De onde vem esse prazo. O art. 165 do Código Tributário Nacional assegura a restituição do que foi pago indevidamente ou a maior; o art. 168 dá cinco anos, contados da extinção do crédito. Nos tributos lançados por homologação — IRPJ, CSLL, PIS e Cofins —, o art. 3º da Lei Complementar nº 118/2005 fixa esse marco no pagamento antecipado, e o Supremo Tribunal Federal confirmou a regra no RE 566.621, em repercussão geral. Um DARF recolhido a maior em setembro de 2021 já não é recuperável em setembro de 2026.
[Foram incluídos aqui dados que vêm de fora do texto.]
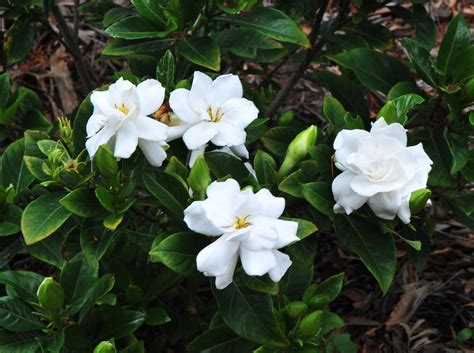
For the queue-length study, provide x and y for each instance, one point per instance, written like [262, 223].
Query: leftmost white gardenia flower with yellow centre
[120, 120]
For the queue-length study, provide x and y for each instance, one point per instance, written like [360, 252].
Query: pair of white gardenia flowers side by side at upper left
[212, 111]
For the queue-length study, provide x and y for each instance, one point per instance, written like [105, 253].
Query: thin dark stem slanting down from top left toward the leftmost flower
[72, 45]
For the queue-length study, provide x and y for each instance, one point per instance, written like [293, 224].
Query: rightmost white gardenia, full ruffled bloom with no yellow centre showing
[378, 168]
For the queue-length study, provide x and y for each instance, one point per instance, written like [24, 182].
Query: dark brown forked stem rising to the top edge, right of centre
[316, 46]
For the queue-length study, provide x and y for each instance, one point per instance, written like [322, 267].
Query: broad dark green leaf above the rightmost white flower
[375, 70]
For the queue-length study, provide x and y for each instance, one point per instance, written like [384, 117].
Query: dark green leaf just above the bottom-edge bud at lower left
[117, 322]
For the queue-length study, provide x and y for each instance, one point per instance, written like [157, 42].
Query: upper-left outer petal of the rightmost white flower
[347, 142]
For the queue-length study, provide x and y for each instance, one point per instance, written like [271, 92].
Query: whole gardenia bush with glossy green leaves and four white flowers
[187, 167]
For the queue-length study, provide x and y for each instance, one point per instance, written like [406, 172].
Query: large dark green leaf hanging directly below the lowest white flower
[250, 314]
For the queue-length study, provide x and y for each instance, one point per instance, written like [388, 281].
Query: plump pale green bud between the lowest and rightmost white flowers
[298, 150]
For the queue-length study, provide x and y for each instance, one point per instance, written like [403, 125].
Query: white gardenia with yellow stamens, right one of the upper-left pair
[213, 111]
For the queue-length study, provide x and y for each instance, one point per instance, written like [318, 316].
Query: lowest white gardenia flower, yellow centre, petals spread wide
[247, 226]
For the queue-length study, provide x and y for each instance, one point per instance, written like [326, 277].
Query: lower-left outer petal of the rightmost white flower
[344, 195]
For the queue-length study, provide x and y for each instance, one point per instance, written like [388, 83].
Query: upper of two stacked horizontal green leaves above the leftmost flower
[136, 27]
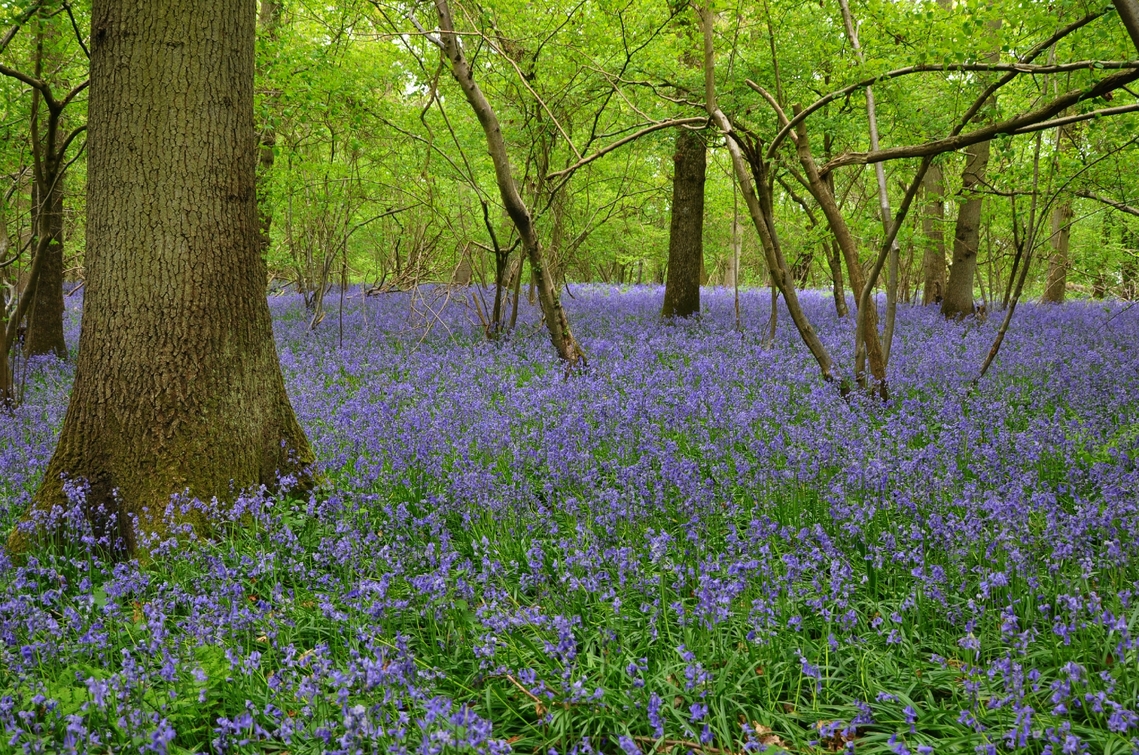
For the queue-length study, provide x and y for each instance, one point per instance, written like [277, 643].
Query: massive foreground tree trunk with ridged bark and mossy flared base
[178, 387]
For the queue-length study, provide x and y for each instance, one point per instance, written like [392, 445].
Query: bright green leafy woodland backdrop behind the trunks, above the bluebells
[375, 171]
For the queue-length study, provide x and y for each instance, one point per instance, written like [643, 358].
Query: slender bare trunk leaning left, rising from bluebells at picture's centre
[556, 321]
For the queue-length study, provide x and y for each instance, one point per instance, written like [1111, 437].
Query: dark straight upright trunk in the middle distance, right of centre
[686, 229]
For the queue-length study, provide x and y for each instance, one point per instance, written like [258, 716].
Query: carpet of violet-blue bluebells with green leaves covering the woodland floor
[694, 547]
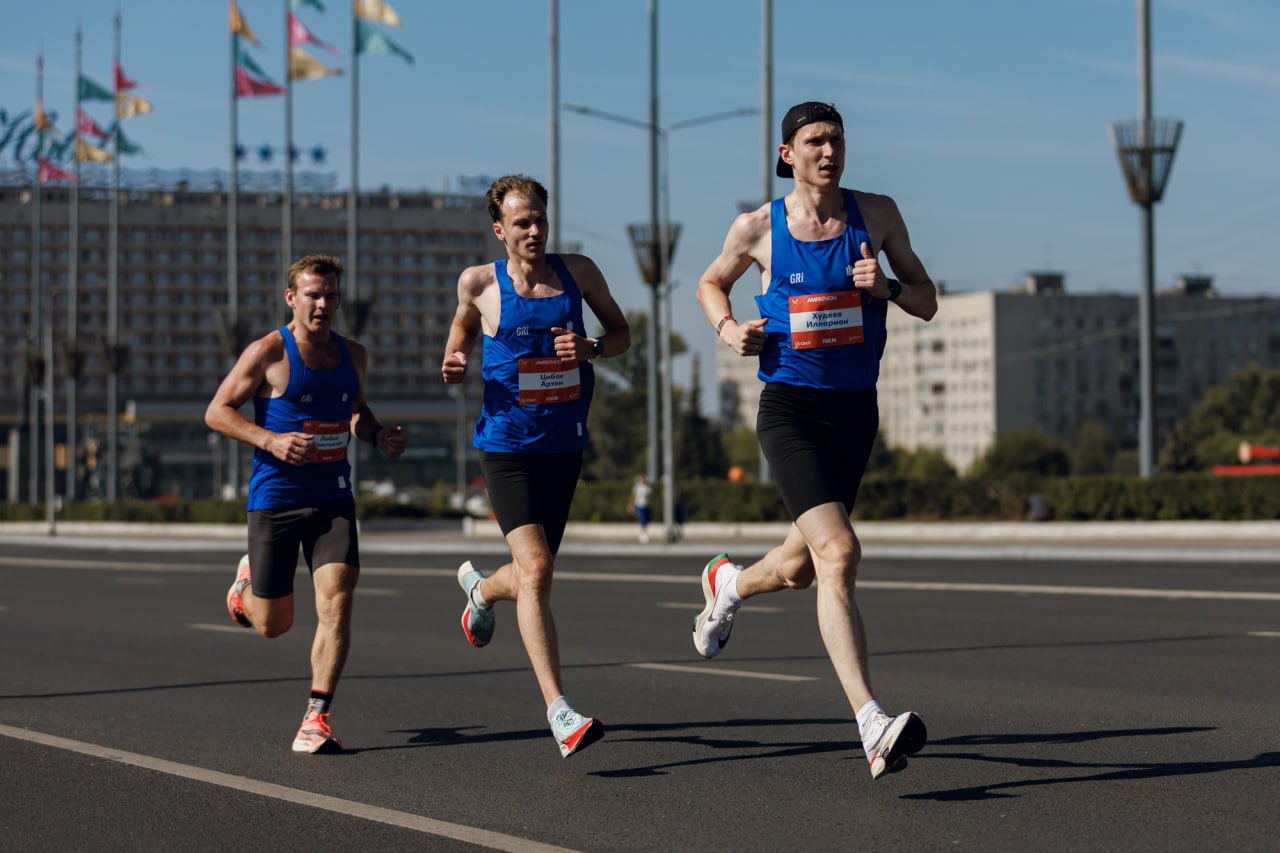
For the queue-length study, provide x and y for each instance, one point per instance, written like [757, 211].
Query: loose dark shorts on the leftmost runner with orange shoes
[327, 533]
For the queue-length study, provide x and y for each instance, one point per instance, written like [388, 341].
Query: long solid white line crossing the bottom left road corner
[405, 820]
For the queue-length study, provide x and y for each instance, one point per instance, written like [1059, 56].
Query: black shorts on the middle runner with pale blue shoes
[532, 489]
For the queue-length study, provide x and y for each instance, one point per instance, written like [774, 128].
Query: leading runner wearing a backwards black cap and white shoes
[820, 340]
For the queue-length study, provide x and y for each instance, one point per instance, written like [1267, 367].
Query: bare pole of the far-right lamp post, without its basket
[1146, 300]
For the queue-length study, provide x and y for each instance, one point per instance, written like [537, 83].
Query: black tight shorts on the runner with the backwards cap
[817, 443]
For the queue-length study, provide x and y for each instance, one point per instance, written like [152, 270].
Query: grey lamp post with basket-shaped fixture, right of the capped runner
[1146, 150]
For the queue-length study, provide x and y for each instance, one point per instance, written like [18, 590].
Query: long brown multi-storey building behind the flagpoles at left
[172, 302]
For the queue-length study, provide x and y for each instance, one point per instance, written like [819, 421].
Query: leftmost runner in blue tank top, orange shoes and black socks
[308, 386]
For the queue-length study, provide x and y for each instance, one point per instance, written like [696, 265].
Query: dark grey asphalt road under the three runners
[1104, 705]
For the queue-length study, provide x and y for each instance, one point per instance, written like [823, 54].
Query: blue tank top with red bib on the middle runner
[533, 402]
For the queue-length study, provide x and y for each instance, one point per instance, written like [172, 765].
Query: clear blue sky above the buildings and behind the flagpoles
[986, 121]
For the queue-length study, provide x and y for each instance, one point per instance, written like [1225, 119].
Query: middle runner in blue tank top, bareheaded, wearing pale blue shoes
[538, 385]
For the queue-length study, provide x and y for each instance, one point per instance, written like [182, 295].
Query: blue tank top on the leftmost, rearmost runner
[317, 403]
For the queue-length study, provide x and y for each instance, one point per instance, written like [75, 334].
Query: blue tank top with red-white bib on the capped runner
[821, 332]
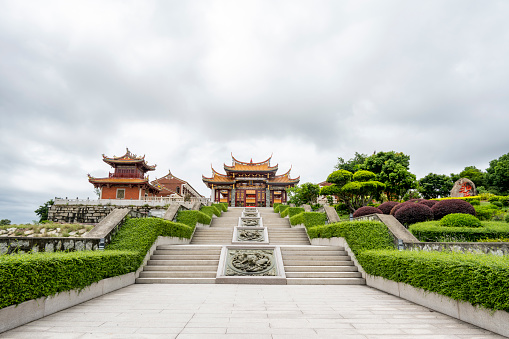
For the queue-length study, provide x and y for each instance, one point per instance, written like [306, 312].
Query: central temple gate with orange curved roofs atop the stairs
[249, 184]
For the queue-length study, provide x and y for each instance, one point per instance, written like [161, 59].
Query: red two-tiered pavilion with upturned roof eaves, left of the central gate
[128, 181]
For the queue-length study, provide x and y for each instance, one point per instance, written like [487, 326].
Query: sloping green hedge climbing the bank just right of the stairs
[360, 235]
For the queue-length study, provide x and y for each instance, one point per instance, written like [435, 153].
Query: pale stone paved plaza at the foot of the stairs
[248, 311]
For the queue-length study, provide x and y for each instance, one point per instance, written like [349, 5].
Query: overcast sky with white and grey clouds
[187, 83]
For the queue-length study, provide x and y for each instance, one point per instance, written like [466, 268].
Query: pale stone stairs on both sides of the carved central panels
[197, 262]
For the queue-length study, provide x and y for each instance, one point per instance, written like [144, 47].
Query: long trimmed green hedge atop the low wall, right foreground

Um detalhe que preserva o crédito. Pelo parágrafo único do art. 67 da Instrução Normativa RFB nº 2.055/2021, cabe declarar compensação com crédito de pagamento feito há mais de cinco anos, desde que ele tenha sido objeto de pedido de restituição apresentado antes de o prazo transcorrer.
Três vias, efeitos diferentes
- Restituição em dinheiro: pelo art. 73 da Lei nº 9.430/1996, só depois de verificada a ausência de débitos perante a Fazenda Nacional — o pedido pode virar compensação de ofício.
- Compensação com débitos próprios (art. 74): declarada pelo PER/DCOMP, extingue o débito sob condição resolutória, constitui confissão de dívida e sujeita-se a cinco anos de homologação.
- Ressarcimento: via dos créditos da própria sistemática do tributo — IPI, não cumulatividade de PIS e Cofins, Reintegra —, e não de pagamento indevido.
Correção do valor. Selic acumulada desde o pagamento indevido até o mês anterior, mais 1% no mês em que a restituição ou a compensação é efetuada (art. 39, § 4º, da Lei nº 9.250/1995).
O risco a conhecer antes de compensar. A compensação não homologada admite pagamento em trinta dias e manifestação de inconformidade, que suspende a exigibilidade. Já a compensação não declarada — crédito de terceiros ou de decisão judicial sem trânsito em julgado, entre as hipóteses do art. 74, § 12 — não tem nenhum desses efeitos. Crédito de ação judicial exige habilitação prévia (art. 102 da IN RFB nº 2.055/2021).
Nota ética: conteúdo informativo, sem promessa de resultado (Provimento CFOAB 205/2021).